The reason why sex work is frowned upon by society is because of notions of morality. This has at times been combined with fears of venereal diseases in the 1800s and HIV/AIDS now.

Some countries like Sweden have criminalized sex work by penalizing the client and not the sex worker. This also is not a good trend and has come under severe criticism for its non- removal of barriers. There is always the real fear that if clients are penalized sex work will go underground and sex workers will become more vulnerable. Besides, penalizing the client treats sex work as a crime, which it should not be.

Rehabilitation, sometimes forced is not an alternative that respects sex workers’ rights. The way to prevent exploitation is not to forcibly remove women from sex work, most women do not want to leave. Rehabilitation can only be voluntary as laid down by the Supreme Court in Buddhadev Karmaskar’s case.

Some abolitionists as they are called who advocate criminalizing sex work claim that every sex worker is exploited, whether they are trafficked into sex work or take up sex work due to the lack of other economically viable options. This may be true, but this is also true in other work like domestic work.  While there is no excuse for trafficking and traffickers if caught should be penalized, the burden should not fall on the woman.

Thus, she should not be forced into a home, to wait for years while the case against the traffickers go on and she should not have to face violence and humiliation from those that represent the State. Whatever be the reasons that she chose this work, we must not judge her, and more importantly, not place barriers around the work that she now chooses to do. 

Towards collective law making

When a law is made, those affected by the law must be consulted. Sex workers are rarely consulted on issues of law and policy which intimately affect their interests. The demands of sex worker groups as a whole is the decriminalization of sex work. They claim this as a Constitutional right available to all citizens. They have every right that any other citizen of India does.

Sex worker groups have collectivized all over the country for campaigning for their rights. They are not a small group. The Durbar Mahila Samanwaya Committee (DMSC) also called Durbar, meaning unbeatable in Bengali, is an association of 65,000 sex workers in West Bengal. They have helped their members access important rights as citizens including voter IDs, ration cards, bank accounts and so on.

My body, my business-1

Community Based Organizations (CBOs) in Karnataka too have been formed to the improve conditions of sex workers and to address their issues. These groups vastly outnumber the voices calling for abolition. And certainly their voices are the ones we must hear as if decriminalization does not happen, their rights will continue to be denied. Abolition does not change the situation, it is wishful thinking that it will. Abolition will not end prostitution, but it will end sex workers rights.

The Varma Committee in 2012 after the Nirbhaya case suggested far reaching amendments in the law. The committee proposed changes to the trafficking law as well as a definition of trafficking. The present definition in Section 370 of the Indian Penal Code states that the consent of the victim is immaterial, if there is exploitation. This, with the moral overtones to sex work, make it vulnerable to be judged as exploitative.

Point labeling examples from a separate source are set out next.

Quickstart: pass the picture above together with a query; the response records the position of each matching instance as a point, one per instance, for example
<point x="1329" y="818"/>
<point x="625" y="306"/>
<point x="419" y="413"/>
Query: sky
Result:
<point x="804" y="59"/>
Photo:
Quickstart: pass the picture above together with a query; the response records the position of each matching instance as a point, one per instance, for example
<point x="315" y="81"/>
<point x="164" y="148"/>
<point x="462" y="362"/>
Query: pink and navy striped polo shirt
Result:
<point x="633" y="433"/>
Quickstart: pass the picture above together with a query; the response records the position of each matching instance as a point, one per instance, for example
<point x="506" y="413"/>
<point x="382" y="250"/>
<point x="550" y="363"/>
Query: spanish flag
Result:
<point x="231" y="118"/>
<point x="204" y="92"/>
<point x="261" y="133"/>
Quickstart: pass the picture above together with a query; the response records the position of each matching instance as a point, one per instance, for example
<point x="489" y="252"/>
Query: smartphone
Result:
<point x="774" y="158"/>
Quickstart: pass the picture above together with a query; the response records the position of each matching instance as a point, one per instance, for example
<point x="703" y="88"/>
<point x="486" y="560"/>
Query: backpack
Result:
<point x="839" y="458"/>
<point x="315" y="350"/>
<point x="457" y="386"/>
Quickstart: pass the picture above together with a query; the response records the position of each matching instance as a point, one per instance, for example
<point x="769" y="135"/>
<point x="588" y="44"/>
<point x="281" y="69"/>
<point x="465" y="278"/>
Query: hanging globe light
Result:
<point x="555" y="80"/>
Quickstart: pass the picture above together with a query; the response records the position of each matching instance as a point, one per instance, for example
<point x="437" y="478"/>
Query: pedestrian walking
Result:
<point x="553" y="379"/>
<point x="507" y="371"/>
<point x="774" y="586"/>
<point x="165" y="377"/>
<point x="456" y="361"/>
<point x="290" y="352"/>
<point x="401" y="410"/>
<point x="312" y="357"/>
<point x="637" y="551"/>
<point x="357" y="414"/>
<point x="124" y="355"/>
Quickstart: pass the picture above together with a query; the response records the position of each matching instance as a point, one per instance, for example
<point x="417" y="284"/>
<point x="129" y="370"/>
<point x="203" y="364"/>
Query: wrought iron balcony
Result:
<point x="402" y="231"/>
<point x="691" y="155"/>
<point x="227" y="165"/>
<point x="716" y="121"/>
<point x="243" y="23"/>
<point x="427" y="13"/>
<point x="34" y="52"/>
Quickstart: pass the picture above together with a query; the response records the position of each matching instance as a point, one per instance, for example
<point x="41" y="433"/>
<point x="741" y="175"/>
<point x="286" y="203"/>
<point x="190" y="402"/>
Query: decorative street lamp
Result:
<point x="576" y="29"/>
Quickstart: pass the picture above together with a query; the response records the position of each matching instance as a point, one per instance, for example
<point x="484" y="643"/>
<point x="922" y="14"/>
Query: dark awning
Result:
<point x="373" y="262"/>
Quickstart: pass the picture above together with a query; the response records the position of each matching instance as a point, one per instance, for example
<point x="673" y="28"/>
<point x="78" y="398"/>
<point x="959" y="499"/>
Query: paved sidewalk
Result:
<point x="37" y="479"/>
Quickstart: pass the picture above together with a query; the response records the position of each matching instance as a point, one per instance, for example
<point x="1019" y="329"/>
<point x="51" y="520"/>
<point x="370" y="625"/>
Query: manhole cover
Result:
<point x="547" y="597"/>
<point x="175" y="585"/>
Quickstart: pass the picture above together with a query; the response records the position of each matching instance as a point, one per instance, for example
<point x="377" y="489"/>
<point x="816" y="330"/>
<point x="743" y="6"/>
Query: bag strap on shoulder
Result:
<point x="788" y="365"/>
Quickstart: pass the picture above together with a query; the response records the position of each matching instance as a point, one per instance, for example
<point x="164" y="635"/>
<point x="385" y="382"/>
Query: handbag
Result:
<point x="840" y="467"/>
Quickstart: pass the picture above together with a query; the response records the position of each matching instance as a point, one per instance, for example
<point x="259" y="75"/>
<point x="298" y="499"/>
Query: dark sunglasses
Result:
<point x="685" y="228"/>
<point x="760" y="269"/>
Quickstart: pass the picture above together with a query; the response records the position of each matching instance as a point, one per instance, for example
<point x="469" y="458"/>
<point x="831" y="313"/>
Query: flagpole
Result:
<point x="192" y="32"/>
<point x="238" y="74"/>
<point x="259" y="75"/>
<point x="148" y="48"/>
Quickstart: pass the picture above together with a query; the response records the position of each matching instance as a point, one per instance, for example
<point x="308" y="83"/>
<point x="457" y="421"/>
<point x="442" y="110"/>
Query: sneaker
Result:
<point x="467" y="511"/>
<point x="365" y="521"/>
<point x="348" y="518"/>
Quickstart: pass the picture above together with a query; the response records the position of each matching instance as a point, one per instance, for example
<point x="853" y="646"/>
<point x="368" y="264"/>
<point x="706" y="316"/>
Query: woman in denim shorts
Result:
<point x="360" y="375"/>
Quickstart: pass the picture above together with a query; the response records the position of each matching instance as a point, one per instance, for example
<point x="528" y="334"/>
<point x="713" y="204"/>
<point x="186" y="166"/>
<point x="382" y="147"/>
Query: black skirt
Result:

According to the All India Network of Sex Workers (AINSW) this creates settings for further exposing sex workers. It takes away from them the right to agency, to decide to do sex work. Sex workers collectives were not consulted in this lawmaking process.

The International Labour Organisation (ILO) reports the susceptibilities that sex workers encounter. In August this year, the Amnesty International passed a landmark vote to protect rights of sex workers and called for decriminalization of consensual sex.

The trend in human rights law seems to be that consensual sex among adults must be protected, for payment or not.